De Blasio, who was elected mayor of New York City in 2013 and reelected in 2017, blamed his poor showing on his late entry into the presidential race, adding that trying to run for president while serving as mayor of America’s largest city was challenging. “But,” noted Politico, “he found the time and funding for months before he announced to travel to Iowa and other early-voting states to meet people, deliver remarks and do other campaign-style events.” Once he did enter the race, de Blasio seems to have put most of his energy into the campaign rather than his current job; the New York Post found that the mayor spent a whopping seven hours at City Hall during the first month of his campaign.

“Most people thought that at worst, a presidential campaign would keep him stuck in neutral at home,” Eric Soufer, a consultant for previous presidential campaigns, told the Post. “But it actually sent him backward, by raising new concerns about his fundraising practices, energizing his critics on the left and right, and making it crystal clear that for whatever reason, New Yorkers do not think he’s in the same league as just about anyone else on that debate stage.”

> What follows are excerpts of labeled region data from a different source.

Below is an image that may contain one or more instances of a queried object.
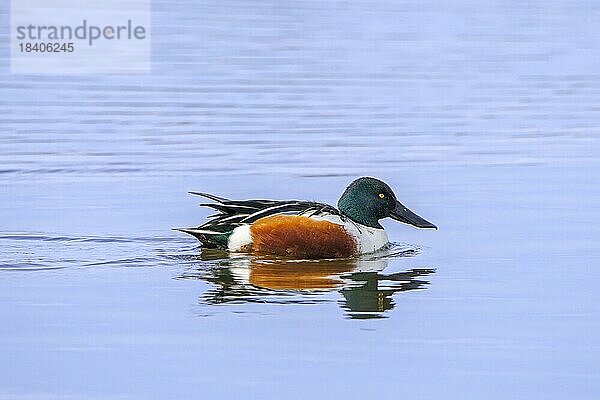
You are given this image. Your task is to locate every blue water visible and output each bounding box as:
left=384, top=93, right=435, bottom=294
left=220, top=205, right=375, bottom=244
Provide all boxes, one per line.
left=0, top=1, right=600, bottom=400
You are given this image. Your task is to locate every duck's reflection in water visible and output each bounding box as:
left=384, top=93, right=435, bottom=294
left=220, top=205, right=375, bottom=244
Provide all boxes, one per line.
left=181, top=250, right=435, bottom=318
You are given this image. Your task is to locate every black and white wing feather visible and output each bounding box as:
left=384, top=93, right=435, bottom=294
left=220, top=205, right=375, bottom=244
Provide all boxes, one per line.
left=177, top=192, right=340, bottom=247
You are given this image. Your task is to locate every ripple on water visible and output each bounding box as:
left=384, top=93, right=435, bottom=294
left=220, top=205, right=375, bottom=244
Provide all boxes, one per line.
left=178, top=243, right=435, bottom=319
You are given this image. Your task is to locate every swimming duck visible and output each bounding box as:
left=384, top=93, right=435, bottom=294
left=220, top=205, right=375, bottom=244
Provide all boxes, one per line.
left=177, top=177, right=437, bottom=259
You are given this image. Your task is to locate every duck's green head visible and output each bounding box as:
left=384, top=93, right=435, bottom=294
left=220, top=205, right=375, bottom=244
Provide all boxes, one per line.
left=338, top=177, right=437, bottom=229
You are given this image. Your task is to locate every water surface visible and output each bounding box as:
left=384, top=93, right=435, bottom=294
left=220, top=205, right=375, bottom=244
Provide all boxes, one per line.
left=0, top=1, right=600, bottom=400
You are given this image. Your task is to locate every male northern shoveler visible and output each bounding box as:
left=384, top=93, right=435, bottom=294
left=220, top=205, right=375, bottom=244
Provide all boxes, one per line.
left=178, top=177, right=437, bottom=259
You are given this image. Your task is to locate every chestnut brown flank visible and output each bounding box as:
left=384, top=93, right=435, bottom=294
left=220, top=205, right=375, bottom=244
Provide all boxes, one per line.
left=250, top=215, right=357, bottom=258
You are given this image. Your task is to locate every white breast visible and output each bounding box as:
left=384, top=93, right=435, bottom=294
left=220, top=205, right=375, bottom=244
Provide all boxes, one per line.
left=311, top=214, right=388, bottom=254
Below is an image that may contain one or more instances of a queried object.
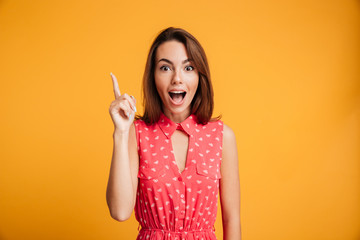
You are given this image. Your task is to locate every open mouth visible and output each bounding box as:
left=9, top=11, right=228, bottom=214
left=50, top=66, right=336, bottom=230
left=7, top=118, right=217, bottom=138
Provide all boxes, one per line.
left=169, top=91, right=186, bottom=103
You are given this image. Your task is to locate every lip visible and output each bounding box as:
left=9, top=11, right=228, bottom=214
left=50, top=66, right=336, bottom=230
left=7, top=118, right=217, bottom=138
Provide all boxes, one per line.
left=168, top=88, right=187, bottom=106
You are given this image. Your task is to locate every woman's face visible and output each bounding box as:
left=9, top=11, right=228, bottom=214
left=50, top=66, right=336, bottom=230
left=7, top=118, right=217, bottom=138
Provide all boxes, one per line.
left=154, top=40, right=199, bottom=122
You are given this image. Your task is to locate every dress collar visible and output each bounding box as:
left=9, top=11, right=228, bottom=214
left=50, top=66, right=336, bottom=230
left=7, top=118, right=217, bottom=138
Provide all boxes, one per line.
left=158, top=113, right=197, bottom=138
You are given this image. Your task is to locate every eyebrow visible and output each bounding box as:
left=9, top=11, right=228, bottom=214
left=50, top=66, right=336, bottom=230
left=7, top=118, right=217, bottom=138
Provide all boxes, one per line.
left=158, top=58, right=191, bottom=65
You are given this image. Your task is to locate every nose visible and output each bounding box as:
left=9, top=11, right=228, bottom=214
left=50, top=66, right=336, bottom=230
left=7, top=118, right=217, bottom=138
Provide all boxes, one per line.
left=171, top=70, right=182, bottom=84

In fact, a recent survey of New Yorkers found de Blasio polling at zero percent everywhere in the Empire State, including the Big Apple. He even had a significantly lower favorability rating (25 percent) than President Donald Trump (32 percent).

De Blasio’s campaign did not get off to the most auspicious beginning. He was drowned out by hecklers at a pre-campaign appearance at Trump Tower. A high-school student with a blog announced de Blasio’s candidacy before the mayor had formally done so. The radical leftist de Blasio, who has a long history of praising communists, made the faux pas of quoting Che Guevara at a rally in Miami, where it was not received well by Cuban exiles who know Guevara’s real record. A video announcement he sent to labor workers in Iowa distorted his voice so oddly that attendees laughed. Hardly anyone showed up for his campaign events.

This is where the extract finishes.